Many people tell me that I am pessimistic about this, but I still believe that I am realistic. By accepting the situation as it is, I make it easier on myself. I believe that we have a chance to get out of this “war circle”, but it will not happen in our lifetime. Not even in our children’s lifetime. Perhaps it will happen in the lifetime of our grandchildren. If we and our children work well on it well enough.
Any empire falls apart sooner or later. Of course, Russian Federation is not an exception. But it is important to understand that the Russian Federation is inhabited by the type of people, who gravitate towards the authoritarian society, the totalitarian type of the state. A thousand-year-old history confirmed it. They aspire to it. Maybe it will change, but as this war shows, technology has given them the opportunity to wrap totalitarianism in a false simulacrum. The attempt to hide it simply gave rise to double standards and a tendency to pathological lying.
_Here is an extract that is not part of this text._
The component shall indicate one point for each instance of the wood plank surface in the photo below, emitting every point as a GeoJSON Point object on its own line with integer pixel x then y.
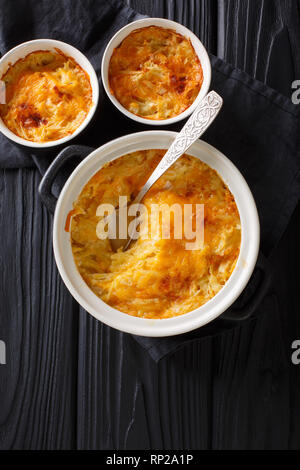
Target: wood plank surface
{"type": "Point", "coordinates": [72, 382]}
I believe that our generation of Ukrainians must accept that war is our destiny. It’s going to be here for the rest of our life. Most likely, for this entire century. And we will be able to preserve the borders of our state only if we build a very strong system of self-defense. If we all remember the war is here. And remember all the war crimes. Remember why this happened, why we weren’t ready. No one analyzed this yet. It is very important to analyze!
We have to accept that people will continue to go to war. One generation will fight and be replaced by another generation. New people.
Even some people who’ve been in hot war spots did not come to understand this. We have to be ready. The question is whether we will have fewer losses, but whether we will fight or not – it is not the question. We will fight!
It is clear that a military victory will not be a complete victory. Do you see a danger in the fact that after a military victory, our society will fall into a kind of euphoria, forgetting about the danger that has been around for the past 300-400 years?
Forgetting and relaxing is something our society loves to do. It relaxes in moments that are not suitable for this at all.
This could actually lead to the disappearance of Ukraine.
Many already think that the war is over because their city was not bombed for a couple of months.
This is a thing of our era. Kaleidoscope thinking. Short tape memory, that is, you do not remember what happened three or seven days ago.
We need civil society to make a big effort. So that people do not forget about the war and the fact that we are in a “war circle”. As soon as we forget that we have to learn to fight, we lose our cities and our homes are turned into bombed-out ruins.
I just hope that many people will come to realize this.
It’s just that the majority of people should understand. And not only the minority that was conscious all that time.
Exactly! We can only hope for that. The right things come to a person very slowly and take a long time. And sometimes it just doesn’t happen. Ukrainians have such a problem that we always wait for good news, and after good news, we fall into amnesia regarding all the negative things that happened before.